Banks are still lending with some healthy competition amongst the main Gibraltar lenders.
Chestertons continue to sell properties across the price spectrum. The supply of residential property for sale remains low based upon historical measures. In May 2010 for example, the average number of properties for sale by the top 6 estate agents was 220 each. It is now 135. The supply was lowest in 2014 at 107. The building boom of the last few years appears to have made some impact although as these statistics include property under construction, many properties for sale now cannot yet be occupied.
The number of residential properties to let follows the same pattern: an average of 37 in May 2010 compared to 11 now with the lowest supply in 2014 when the average was 7.
Interest in Gibraltar remains high as the jurisdiction never seems to be out of the international press for a whole variety of reasons. The number of unique users accessing the chesterton.gi website in the first five months of 2017 was 33% higher than the equivalent months last year (2016). Those same people had 40% more usage of our website this year to date than the equivalent last year to date. That is a significant increase. It is difficult to state with authority how much can be contributed to each cause ie whether this growth is from the greater level of international interest in Gibraltar or partly due to Chestertons’ increase in market share. Regardless, some must be related to increased interest in Gibraltar alone.
Whatever the cause and effect, prices, especially at the lower end of the market, continue to edge upwards with the scarcity of rental properties below, say, £1,200 pcm, a real cause for concern amongst policy makers.
The potential downside looming on the property market horizon is the impact of Brexit on our financial services and gaming industries, which between them underpin much of the economy.
There are two issues here. Firstly, those service industries relying on access to the UK account for around 85% of Gibraltar's financial services and gaming trade with just 15% relying on access to the single market.
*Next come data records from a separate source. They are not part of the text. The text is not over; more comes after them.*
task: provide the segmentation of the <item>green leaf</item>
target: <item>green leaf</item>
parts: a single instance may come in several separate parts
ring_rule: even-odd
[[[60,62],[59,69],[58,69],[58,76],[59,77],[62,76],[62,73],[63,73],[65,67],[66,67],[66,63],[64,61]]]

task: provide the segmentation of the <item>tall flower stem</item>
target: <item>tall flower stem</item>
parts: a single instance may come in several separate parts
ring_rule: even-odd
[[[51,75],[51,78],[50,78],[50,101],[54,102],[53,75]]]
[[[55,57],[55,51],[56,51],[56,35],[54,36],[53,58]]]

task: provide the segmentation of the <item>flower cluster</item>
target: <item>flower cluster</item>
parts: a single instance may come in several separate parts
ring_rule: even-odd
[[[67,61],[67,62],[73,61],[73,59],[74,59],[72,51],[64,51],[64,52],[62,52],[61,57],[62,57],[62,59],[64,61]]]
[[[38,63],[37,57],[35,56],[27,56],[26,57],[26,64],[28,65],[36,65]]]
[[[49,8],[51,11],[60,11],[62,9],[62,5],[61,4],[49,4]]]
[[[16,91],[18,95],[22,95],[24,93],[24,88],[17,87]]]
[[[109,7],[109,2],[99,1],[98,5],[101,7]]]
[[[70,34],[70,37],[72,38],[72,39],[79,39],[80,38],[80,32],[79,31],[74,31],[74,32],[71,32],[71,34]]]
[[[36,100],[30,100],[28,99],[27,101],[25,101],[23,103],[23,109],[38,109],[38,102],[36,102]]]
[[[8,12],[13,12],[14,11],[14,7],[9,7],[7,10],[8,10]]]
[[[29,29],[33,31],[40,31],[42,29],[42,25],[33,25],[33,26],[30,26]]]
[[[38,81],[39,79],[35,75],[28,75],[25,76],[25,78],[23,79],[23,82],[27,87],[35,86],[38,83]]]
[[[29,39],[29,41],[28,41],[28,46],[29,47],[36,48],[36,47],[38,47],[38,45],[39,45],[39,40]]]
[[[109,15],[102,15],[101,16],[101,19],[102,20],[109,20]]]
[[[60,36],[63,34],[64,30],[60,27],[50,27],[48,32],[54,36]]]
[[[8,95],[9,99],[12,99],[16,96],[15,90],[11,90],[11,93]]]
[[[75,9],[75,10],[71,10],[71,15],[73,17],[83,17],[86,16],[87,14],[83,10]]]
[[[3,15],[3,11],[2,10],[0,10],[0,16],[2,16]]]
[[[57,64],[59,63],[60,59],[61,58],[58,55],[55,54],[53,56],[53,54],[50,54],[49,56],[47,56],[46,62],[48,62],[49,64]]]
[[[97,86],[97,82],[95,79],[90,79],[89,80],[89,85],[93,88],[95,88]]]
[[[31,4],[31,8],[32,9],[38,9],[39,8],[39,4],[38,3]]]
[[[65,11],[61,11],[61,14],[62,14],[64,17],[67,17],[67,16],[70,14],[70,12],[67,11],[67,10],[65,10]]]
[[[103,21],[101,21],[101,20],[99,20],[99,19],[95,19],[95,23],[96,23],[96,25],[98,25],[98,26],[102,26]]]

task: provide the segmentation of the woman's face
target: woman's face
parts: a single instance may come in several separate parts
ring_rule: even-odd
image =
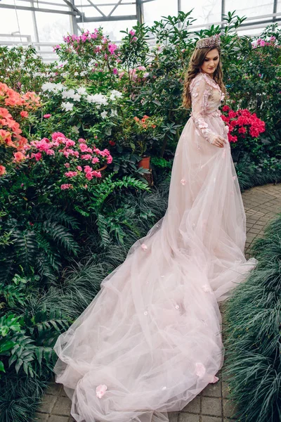
[[[205,56],[203,64],[201,65],[201,70],[205,73],[208,73],[213,77],[214,72],[216,70],[216,67],[219,62],[219,53],[217,49],[214,49],[209,51]]]

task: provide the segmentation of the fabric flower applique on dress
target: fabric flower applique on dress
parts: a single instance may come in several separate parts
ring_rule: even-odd
[[[100,384],[100,385],[98,385],[98,387],[96,388],[96,397],[99,399],[101,399],[107,390],[107,387],[105,385],[105,384]]]
[[[203,376],[206,373],[206,368],[203,365],[202,362],[197,362],[195,364],[196,367],[196,375],[199,376],[199,378],[203,378]]]
[[[213,378],[211,378],[211,381],[209,381],[209,384],[214,384],[215,383],[216,383],[217,381],[218,381],[218,378],[217,376],[214,376]]]
[[[204,117],[207,115],[209,96],[211,94],[211,87],[221,91],[219,86],[210,79],[209,76],[200,73],[190,82],[190,92],[192,101],[192,113],[190,117],[192,119],[197,134],[200,133],[209,143],[213,143],[216,136],[209,128],[208,123]]]
[[[208,286],[208,284],[204,284],[204,286],[202,286],[202,290],[206,293],[210,293],[211,292],[211,288],[209,286]]]

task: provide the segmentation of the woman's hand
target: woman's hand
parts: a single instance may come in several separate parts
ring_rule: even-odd
[[[221,135],[216,135],[211,140],[211,143],[218,148],[223,148],[223,143],[226,143],[226,141]]]

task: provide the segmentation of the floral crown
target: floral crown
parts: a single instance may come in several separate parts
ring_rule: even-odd
[[[219,34],[212,35],[209,38],[199,39],[196,43],[197,49],[204,49],[204,47],[215,47],[221,45],[221,37]]]

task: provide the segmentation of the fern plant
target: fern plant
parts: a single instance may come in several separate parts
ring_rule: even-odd
[[[0,236],[6,238],[0,248],[4,282],[13,278],[20,267],[25,274],[33,268],[43,279],[53,281],[63,260],[77,255],[79,245],[73,231],[79,226],[73,217],[56,207],[44,205],[34,210],[30,219],[8,217],[0,226]]]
Access to the UK will remain post Brexit so the downside of leaving the single market from a business perspective is more limited that one would first imagine. In any event, one would expect a deal to be reached prior to March 2019 in respect of some level of access to the single market, under a new set of trading rules.
“No deal is better than a bad deal" says Theresa May. So, what would happen if there is no deal? In respect of goods, Gibraltar is already out of the Custom’s Union and freedom of movement of goods does not exist even now. So presumably, the system would remain much as it is today.
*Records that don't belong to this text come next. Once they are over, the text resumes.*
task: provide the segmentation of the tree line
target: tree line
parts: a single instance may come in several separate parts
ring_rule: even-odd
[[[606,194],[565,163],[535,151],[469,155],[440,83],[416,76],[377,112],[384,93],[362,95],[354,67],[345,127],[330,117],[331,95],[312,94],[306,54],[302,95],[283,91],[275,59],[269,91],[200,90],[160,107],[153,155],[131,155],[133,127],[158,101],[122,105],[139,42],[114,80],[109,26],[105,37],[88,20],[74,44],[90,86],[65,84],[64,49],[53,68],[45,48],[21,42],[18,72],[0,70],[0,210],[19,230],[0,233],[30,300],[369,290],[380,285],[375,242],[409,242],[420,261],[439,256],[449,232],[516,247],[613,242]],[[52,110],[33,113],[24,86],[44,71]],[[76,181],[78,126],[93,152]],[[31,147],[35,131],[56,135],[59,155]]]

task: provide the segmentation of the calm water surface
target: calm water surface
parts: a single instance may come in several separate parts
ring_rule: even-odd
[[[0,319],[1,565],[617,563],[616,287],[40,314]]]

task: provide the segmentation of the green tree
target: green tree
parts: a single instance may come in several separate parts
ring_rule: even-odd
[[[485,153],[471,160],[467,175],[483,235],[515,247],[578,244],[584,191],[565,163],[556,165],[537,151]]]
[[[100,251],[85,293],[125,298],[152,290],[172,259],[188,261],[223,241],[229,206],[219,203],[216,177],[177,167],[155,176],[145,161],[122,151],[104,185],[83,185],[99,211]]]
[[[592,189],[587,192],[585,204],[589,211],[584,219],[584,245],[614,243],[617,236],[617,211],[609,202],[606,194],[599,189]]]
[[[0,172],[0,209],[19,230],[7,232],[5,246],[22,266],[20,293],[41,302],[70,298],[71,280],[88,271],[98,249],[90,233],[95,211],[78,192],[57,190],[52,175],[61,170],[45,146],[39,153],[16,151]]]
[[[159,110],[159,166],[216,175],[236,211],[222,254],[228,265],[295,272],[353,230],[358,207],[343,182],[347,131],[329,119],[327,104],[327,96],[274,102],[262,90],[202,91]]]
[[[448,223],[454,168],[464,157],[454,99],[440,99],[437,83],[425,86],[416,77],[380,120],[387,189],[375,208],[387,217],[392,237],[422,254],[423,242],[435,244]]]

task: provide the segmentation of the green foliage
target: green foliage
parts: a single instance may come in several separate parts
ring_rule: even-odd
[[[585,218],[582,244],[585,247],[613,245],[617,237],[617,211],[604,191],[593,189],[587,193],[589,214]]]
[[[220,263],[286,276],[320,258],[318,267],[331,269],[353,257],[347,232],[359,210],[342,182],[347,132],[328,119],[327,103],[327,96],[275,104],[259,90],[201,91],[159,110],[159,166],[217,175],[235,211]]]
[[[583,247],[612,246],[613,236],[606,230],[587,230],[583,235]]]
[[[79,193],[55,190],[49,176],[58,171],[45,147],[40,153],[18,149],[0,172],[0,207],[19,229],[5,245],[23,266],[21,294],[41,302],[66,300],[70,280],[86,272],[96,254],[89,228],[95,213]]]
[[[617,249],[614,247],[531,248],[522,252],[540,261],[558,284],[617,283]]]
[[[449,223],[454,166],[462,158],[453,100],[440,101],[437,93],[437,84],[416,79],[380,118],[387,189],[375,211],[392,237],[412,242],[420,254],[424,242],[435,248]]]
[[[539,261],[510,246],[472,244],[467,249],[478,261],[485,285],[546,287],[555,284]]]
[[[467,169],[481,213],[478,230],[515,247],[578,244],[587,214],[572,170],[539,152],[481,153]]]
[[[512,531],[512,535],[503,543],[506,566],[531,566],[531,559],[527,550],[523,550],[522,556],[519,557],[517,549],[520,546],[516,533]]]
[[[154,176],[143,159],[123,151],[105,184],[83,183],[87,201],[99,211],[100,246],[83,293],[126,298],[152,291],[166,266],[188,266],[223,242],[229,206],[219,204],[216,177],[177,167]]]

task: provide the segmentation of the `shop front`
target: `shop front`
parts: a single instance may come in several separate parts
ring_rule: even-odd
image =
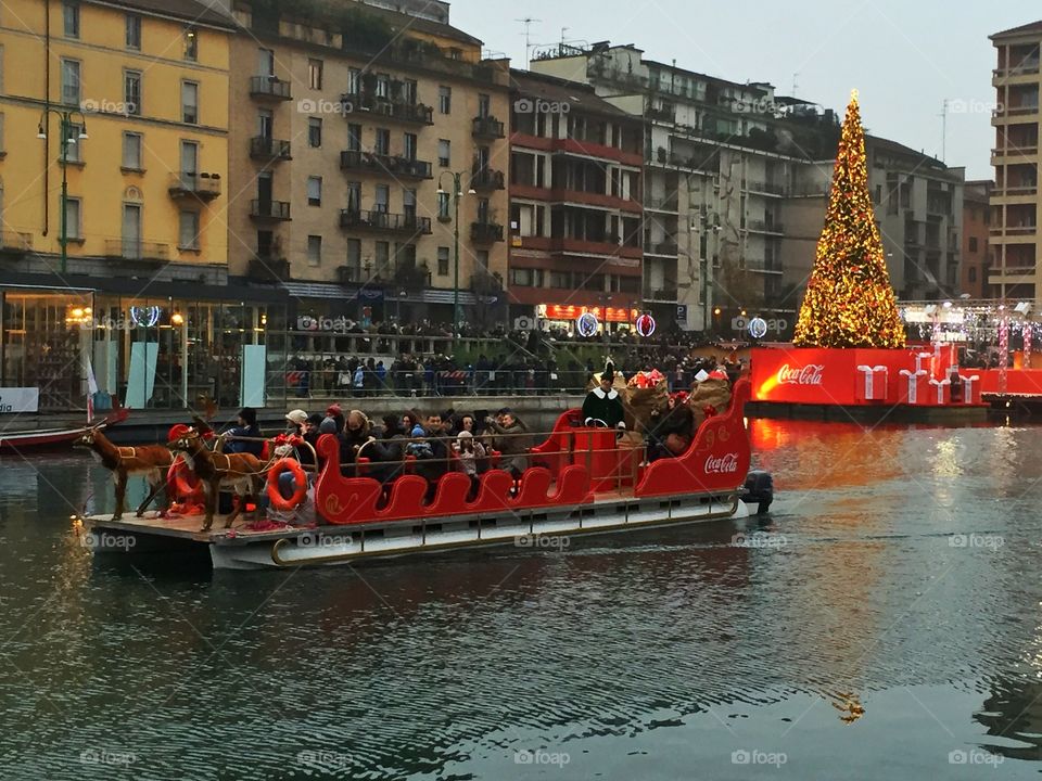
[[[39,409],[264,406],[284,393],[287,306],[220,300],[150,287],[150,294],[0,287],[0,384],[39,388]],[[177,287],[182,287],[177,285]],[[154,289],[154,290],[153,290]],[[161,293],[170,293],[161,295]]]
The ceasing of ‘passporting rights’ whereby services in one EU country may be sold in another EU country without the need for extra licences would impact Gibraltar’s financial services industry to the extent services are passported from Gibraltar to a non-UK EU country. In this respect, the most obvious work-around would be to establish a subsidiary in an EU country and continue as now albeit undertake the services through the EU subsidiary. That explains why British and Gibraltar based financial services companies are looking at Malta and Dublin, as the most likely locations for such a set-up. Gaming on the other hand, already requires a separate licence in each member state under different rules so it is less obvious how a no deal might affect that industry in respect of European operations.
But let’s look at the opposite impact. Companies established in Dublin and Malta may find it difficult to sell services to the UK post Brexit. Malta has awarded some 500 gaming licences in the last few years (source: Reuters) and has hundreds of licensed financial firms under supervision, many of whom trade in the UK. If there is no deal post Brexit, then those Maltese and Irish companies (and others elsewhere in the EU targeting the UK) may find that they have to establish a subsidiary or related party in the UK or Gibraltar (with its advantageous tax and lifestyle benefits) to access the UK market.
Whilst some companies may leave Gibraltar or establish elsewhere to access the EU, the revolving door will welcome in companies from the EU seeking UK access.
The property market remains robust, and rightfully so.